Mas eu fiquei tão feliz...
- Obrigado, aceito sim, e já viu como estou feliz que sou capaz até de ti dar um beijo – nesse momento eu pulo e dou um beijo no seu lado direito da face.
Ele ficou parado, estático. Então reagiu logo.
- Nossa, o que foi?
- Olha pode relaxar não foi nada apenas um beijo de agradecimento. Não vai ficar grilado né?
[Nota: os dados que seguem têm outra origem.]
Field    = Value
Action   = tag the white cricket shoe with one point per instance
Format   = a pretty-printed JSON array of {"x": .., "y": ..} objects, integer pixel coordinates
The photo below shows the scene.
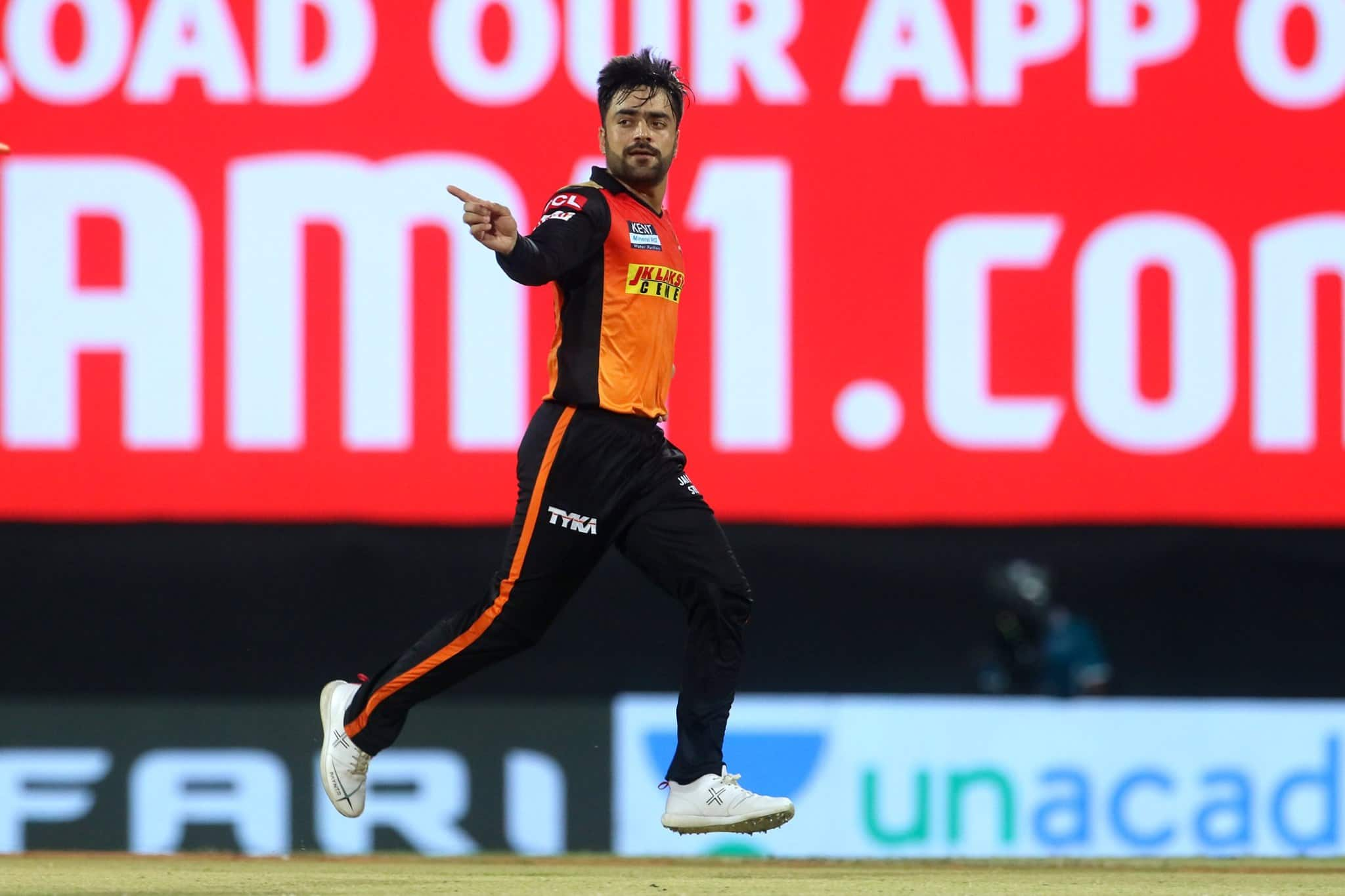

- Não, é que foi de surpresa, foi praticamente um beijo roubado e isso me deixa fora de tempo, prefiro que seja avisado antes.
- Como o que?
- Como assim...
Então ele segurou minha cabeça e me tacou um beijo na boca, não tive como fugir, retribui, e ainda com os olhos abertos e sentindo-o, e me abraçando forte, sentindo aquele homem feito, não saberia dizer o calor que me subiu pelo corpo, ele me segurava com tamanha segurança que eu simplesmente esqueci que ele era casado e pai, que era meu professor, e que tinha uns quinze anos mais velho... Abro os olhos e ele ainda me tira a respiração... olho em volta e me deparo com uma foto na estante, estava ali todo o tempo e eu não tinha visto, foi ai que eu me dei conta de que estava tudo errado, ele estava mentindo, me usando ou o que mais ele não disse? Me senti engando e usado. Então parei, o larguei e não pude falar nada além de uma simples frase.
- Preciso ir.
“Nossos sonhos sempre estão a nossa frente nos guiando com sua luz como um gentil farol que constantemente se apaga mas logo em seguida brilha, contudo diferente do farol que só tem as tempestades para ele enfrentar, nossos sonhos tem mil fatores para nos fazer desistir. As vezes eu choro calado sem saber qual é o meu sonho, como seguir minha vida sem o meu farol.”